Wednesday, May 1, 2013

Announced yesterday in Sydney, the shortlist for Australia’s most prestigious literary award, the Miles Franklin Literary Award, includes only women for the first time in the award’s history. The award had been criticized in the past for its exclusion of women on the short list, with no women appearing on it in 2009 and 2011.

This year’s authors on the short list include Romy Ash for Floundering, Michelle de Kretser for Questions of Travel, Annah Faulkner for The Beloved, Drusilla Modjeska for The Mountain, and Carrie Tiffany for Mateship with Birds. The winner gets a cash prize of AU$60,000.

Judges said the shortlist selection was based on the quality of the literature, with gender not playing a role in their decision processes. Richard Neville, a librarian at the State Library of New South Wales and judge, is quoted by the Sydney Morning Herald saying, “People will probably think this is a riposte to the Stella Prize, [..] But I’ve judged this for four years, including the infamous year of the ‘sausage fest’, and we always try to view the books as literature.
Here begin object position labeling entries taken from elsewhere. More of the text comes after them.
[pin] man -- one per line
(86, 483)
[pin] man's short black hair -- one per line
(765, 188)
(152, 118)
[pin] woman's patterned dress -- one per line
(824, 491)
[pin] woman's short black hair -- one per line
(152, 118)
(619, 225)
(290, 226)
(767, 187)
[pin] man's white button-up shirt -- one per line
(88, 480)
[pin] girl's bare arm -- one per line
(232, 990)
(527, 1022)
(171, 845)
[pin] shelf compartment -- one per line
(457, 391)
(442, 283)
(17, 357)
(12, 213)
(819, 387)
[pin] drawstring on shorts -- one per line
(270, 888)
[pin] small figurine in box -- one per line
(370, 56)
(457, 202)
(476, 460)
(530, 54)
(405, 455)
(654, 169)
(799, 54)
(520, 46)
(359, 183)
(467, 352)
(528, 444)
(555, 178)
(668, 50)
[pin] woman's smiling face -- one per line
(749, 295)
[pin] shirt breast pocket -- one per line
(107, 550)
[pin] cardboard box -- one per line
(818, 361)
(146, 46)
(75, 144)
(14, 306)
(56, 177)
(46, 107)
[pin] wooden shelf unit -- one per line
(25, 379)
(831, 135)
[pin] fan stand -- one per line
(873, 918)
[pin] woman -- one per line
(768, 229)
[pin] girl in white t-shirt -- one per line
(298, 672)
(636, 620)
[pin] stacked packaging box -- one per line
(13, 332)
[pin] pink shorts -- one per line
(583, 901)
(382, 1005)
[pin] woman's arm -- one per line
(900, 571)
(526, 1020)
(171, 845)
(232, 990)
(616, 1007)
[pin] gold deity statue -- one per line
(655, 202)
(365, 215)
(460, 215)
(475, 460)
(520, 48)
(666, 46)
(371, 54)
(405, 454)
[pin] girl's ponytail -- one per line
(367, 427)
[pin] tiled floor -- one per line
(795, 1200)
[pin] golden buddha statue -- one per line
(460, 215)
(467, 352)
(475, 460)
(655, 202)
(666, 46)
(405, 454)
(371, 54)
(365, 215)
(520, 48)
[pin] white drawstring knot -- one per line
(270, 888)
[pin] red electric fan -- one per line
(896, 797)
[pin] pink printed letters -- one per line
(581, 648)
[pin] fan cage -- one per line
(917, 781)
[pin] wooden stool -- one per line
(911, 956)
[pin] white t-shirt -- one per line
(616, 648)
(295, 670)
We felt the books on the shortlist selected themselves.”File:Brian Castro2.jpg

The longlist, announced in the last week of March, included two men out of ten total listed authors: Brian Castro for Street to Street, and Thomas Keneally for The Daughters of Mars.

Perceived discrimination against women’s writers in Australian literary circles led to the creation this year of the Stella Prize. The chair of the Australia Council’s Literature Board Sophie Cunningham played an integral role in creating the Stella Prize, modeled after the United Kingdom’s Orange Prize. The award derives its name from Miles Franklin’s birth name, Stella Maria Sarah Miles Franklin.

The winner is scheduled to be announced on June 19 in Canberra.